The SEB commodities analyst advised Rigzone that buying and selling volumes in Henry Hub futures hit a file excessive earlier this week and added that at present’s rally has been pushed by hedge funds overlaying quick positions constructed up throughout the latest sell-off.

“That provides momentum as soon as costs begin transferring,” he identified.

Wanting on the demand facet, Hvalbye advised Rigzone that U.S. gasoline consumption “has eased again towards ~108 Bcfpd from very excessive cold-weather ranges earlier this week” however added that “that hasn’t been sufficient to offset the climate threat additional out”.

“Pipeline exports to Mexico are regular at round 6.4-6.5 Bcfpd, offering a secure demand ground,” he stated.

Summing up, Hvalbye advised Rigzone that “briefly, it is a traditional winter squeeze”.

“Colder climate into late January/early February, some manufacturing softness, and aggressive quick overlaying in a market that was leaning bearish simply days in the past,” he highlighted.
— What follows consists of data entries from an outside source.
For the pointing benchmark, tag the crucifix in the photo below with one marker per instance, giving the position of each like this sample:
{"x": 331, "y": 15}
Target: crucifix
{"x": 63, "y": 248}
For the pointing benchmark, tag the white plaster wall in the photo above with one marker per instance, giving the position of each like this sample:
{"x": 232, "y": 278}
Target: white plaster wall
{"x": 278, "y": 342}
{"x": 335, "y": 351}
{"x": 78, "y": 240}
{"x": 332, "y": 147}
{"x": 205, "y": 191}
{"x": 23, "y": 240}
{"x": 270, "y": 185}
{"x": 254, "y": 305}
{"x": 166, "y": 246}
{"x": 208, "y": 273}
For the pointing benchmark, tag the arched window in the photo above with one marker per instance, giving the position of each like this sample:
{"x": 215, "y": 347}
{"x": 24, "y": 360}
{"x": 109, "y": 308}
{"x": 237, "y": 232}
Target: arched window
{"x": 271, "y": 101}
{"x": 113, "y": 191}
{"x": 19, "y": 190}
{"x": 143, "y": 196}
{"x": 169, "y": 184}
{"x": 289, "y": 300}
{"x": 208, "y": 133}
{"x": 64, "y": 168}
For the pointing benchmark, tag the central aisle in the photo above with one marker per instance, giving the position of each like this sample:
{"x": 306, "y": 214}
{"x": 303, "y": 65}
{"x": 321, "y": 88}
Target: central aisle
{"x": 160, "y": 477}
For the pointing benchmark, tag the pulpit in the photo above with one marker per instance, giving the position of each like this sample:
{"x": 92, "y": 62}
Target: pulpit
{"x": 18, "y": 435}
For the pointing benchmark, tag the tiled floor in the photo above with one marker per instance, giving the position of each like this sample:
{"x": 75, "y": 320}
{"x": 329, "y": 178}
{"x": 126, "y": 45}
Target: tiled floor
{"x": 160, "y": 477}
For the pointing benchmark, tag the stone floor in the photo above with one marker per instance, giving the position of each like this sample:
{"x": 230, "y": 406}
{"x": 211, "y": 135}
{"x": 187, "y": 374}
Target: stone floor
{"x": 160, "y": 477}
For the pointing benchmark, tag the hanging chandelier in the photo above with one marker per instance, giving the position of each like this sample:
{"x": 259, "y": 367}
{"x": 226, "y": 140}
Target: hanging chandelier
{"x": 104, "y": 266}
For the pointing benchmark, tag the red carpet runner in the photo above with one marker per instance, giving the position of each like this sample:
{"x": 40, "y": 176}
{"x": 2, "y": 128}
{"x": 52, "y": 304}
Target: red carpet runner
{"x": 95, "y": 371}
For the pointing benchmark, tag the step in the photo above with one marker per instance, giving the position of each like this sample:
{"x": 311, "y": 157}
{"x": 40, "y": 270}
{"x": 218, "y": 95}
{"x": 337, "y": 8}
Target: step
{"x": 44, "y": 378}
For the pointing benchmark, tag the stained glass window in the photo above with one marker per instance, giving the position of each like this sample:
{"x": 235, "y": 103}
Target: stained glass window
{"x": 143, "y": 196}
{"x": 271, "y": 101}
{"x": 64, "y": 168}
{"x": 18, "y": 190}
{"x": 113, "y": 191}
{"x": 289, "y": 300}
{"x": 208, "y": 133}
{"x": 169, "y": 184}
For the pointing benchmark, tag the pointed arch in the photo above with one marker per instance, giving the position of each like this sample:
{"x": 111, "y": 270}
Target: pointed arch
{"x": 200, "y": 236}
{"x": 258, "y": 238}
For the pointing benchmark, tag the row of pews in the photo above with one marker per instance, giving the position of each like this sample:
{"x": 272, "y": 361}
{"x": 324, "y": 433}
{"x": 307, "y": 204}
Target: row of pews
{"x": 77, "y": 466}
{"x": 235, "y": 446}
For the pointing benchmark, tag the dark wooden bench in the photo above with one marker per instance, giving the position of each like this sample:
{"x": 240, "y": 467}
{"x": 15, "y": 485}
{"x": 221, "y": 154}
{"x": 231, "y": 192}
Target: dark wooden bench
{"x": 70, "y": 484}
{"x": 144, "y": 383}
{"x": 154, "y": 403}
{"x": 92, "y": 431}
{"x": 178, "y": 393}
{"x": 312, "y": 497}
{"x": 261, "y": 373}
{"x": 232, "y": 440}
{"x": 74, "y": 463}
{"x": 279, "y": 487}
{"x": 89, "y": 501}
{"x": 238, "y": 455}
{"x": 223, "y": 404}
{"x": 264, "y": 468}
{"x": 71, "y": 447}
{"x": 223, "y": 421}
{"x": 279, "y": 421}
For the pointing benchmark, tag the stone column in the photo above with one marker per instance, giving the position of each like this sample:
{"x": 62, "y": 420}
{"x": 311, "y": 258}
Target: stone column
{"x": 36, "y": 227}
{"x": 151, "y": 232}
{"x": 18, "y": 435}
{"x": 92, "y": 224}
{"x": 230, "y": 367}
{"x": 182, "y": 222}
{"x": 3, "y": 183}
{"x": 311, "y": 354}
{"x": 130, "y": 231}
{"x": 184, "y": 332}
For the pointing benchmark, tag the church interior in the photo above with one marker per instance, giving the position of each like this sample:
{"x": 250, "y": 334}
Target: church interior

“The velocity of the transfer seems dramatic, but it surely’s nonetheless largely climate and positioning pushed quite than a change in long-term fundamentals,” he stated.

In a separate unique interview on Wednesday, Phil Flynn, a senior market analyst on the PRICE Futures Group, advised Rigzone, “simply if you thought winter was over … this bitter chilly … blast and polar vortex is threatening to close down manufacturing and create large stock attracts”.

“The sustainability of the chilly appears to counsel that we’re going to see an actual affect on manufacturing and it might be for an prolonged time period,” he warned.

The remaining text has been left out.